Yes, it is "worse before it gets better" but because YOU will get better (you are! every step of the way) not because she will. Who knows why she's acting that way. Just shrug your shoulders and find something fun to do.
Your question sounds like you're inquiring if she's on the edge of changing. I think that's a way of trying to mindread or read the future. Your WW is acting terrible, so you should gently step aside while she is swinging her fists at everything around you. Do not get hit, do not engage.
I am getting better. Stronger. And that is why I was able to have the conversation I had with WW yesterday about not wanting a D anymore. I backpedaled. As AS said, trying to shock her out of it backfired. I thought it as much the day after but did not bring it up since.
I have expressed to her that I don't intend on living like we are forever, but yesterday I did tell her that I can put up with this a little longer. I did make it clear that I don't want this divorce.
I had hoped that she would not bring this topic up again but she did.
Hindsight is 20/20. I could have kept my mouth shut when I said "divorce" but I didn't. I could have told her things calmly but I didn't. I have owned up to it and I told her as such.
I have been anger-free (to her) for almost three weeks. I know that it's going to take months of consistent behavior to take root and even then who knows what is going to happen as time progresses.
I have also told her that this experience humbled me and taught me a lot of valuable lessons.

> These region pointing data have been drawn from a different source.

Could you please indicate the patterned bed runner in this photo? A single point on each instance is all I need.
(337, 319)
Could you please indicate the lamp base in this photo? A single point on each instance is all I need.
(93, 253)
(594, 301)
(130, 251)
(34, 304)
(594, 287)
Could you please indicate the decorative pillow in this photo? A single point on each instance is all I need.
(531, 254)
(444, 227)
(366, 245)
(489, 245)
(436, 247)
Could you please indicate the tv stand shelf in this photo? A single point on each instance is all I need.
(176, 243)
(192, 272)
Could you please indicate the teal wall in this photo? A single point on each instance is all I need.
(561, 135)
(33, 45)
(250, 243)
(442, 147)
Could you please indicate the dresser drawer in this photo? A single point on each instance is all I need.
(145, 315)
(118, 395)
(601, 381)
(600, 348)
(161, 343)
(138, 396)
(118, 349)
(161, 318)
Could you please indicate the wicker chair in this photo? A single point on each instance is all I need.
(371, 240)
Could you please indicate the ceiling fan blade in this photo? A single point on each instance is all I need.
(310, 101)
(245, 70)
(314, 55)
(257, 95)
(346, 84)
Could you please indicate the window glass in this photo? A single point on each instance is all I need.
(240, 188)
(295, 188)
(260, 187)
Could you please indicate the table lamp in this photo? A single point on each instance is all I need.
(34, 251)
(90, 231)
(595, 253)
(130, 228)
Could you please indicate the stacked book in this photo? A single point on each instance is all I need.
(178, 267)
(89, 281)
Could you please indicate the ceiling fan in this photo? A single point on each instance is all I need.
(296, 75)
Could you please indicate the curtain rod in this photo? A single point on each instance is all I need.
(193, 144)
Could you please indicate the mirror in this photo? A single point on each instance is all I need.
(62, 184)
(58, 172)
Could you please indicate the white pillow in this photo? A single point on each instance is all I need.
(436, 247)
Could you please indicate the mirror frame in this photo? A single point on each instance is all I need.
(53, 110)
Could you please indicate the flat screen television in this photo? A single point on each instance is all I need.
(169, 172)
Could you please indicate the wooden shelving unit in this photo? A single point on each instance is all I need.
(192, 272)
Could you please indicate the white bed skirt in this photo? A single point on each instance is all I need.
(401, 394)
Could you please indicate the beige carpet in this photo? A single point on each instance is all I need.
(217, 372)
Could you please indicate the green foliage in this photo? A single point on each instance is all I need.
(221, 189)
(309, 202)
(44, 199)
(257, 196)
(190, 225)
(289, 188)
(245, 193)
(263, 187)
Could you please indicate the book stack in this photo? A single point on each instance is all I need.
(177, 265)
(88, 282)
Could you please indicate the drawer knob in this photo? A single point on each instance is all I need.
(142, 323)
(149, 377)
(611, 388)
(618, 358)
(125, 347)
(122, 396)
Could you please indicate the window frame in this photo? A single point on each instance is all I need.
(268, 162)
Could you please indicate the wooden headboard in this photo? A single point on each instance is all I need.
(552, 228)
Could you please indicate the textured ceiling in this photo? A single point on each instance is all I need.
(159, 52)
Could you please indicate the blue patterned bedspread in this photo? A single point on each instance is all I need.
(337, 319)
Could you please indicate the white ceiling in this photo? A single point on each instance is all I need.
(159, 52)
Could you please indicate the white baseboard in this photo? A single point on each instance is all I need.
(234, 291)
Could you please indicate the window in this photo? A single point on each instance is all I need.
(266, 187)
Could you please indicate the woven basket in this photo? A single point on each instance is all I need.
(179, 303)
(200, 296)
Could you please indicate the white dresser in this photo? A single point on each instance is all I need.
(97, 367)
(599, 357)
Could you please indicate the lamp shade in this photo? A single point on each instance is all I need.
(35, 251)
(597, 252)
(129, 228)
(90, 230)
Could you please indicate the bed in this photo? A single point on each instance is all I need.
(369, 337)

She sees and acknowledges the changes I'm making. When she tells me that, I say that this experience, as tragic as it is, was needed. I have been the happiest I have been in a long time. And I am going to show it to her and try to share parts of my happiness with her. My goal is not to nice her back. My goal is to show how much more amazing I am. She gets to choose what she wants to do.
My growth has been slow and painful. But I am starting to see the fruits of my efforts.